I agree. Sure CDs don't like to be sat on, but they don't tangle up like tape either.

Both are more stable than a modern counterfeit sd card from Amazon though :P

It seemed to me the main risk was those CD cases with the little plastic fingers on the centre; they seemed to require a big force to get the CD in or out.
Agreed.

I was there for the late 80s and 90s and my personal experience is mixed!

Now if a CD fails with a horrible scratch, it fails completely sometimes.

However, CDs often got kicked around the interior of cars for months and you could pick them up, wipe them off, give them a polish and they’d still play!

Tape would degrade naturally through usage.

Tape twists and stretches. Tape players can and would destroy tapes.

We never purchased new cassette tape audio. It was purely a portable disposable medium for the original Vinyl or CD. A way to copy music and play it in the car!

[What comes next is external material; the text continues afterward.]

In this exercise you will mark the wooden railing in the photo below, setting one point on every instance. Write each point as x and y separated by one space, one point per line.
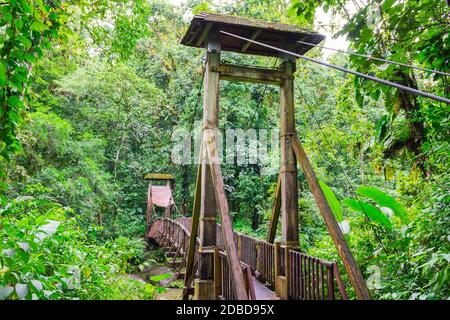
309 278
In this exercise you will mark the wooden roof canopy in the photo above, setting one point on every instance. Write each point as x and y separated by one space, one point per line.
159 176
274 34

That you are describing is called MiniDisc.
>Tape needs that plastic exterior to even be viable

Reel to reel players would like a word!

Hah! Nice call out, but they even required the 'reel' to keep them somewhat manageable.

My dad had a reel to reel player. First time I heard Hocus Pocus by Focus was on that device. Still one of my top ten favourite songs. He's probably still got it too.

Most modern CD players have cheap mechanisms. The oldest, heavy duty CD players can often read right through damage that would result in skips on a modern player.